Phosphoproteomics may hold the key to developing better treatments for children with sarcoma.
Outcomes for young sarcoma patients haven’t changed dramatically in the past three decades. The toxicity of current standard-of-care is unacceptable. New, kinder, more effective treatments are urgently needed.
Phosphoproteomics is a specialised area of study into proteins that make up a cell and the process of adding phosphate molecules to these proteins to activate them (“phosphorylation”). Proteins are critical to maintain vital bodily functions. It has been observed that cancer cells use the phosphorylation process to grow faster.
In preliminary studies, Dr Fleuren has proven phosphoproteomics can identify specific targets for therapy in sarcoma patients. This is exciting, because the activated targets are only present on the sarcoma cells - not on normal cells.
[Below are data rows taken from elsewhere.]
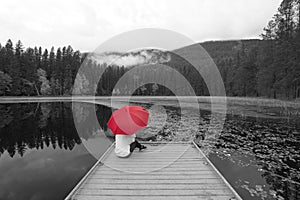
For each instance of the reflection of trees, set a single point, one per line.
(33, 126)
(87, 124)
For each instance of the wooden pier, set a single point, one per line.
(162, 171)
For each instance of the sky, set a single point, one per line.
(85, 24)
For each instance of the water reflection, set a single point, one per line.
(42, 156)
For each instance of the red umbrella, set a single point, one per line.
(128, 120)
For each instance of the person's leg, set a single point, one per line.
(139, 145)
(132, 146)
(136, 144)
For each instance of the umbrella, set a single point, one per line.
(128, 120)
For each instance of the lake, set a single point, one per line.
(45, 148)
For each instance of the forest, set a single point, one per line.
(269, 67)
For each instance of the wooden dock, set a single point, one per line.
(162, 171)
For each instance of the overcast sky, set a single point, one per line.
(84, 24)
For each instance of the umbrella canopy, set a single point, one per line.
(128, 120)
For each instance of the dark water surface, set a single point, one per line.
(43, 155)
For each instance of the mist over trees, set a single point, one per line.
(256, 68)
Therefore, therapies directed against those targets will not only be more effective but will be less likely to cause damaging side effects.
Learn more: Help for kids with sarcoma
This funding will enable Dr Fleuren and her team to investigate these activated proteins of sarcoma in children taking part in the next phase of the Zero Childhood Cancer program, giving much needed hope to sarcoma patients at various stages of their disease (ranging from newly diagnosed to those with more advanced sarcoma).
This project is collaboratively supported with the Cooper Rice-Brading Foundation.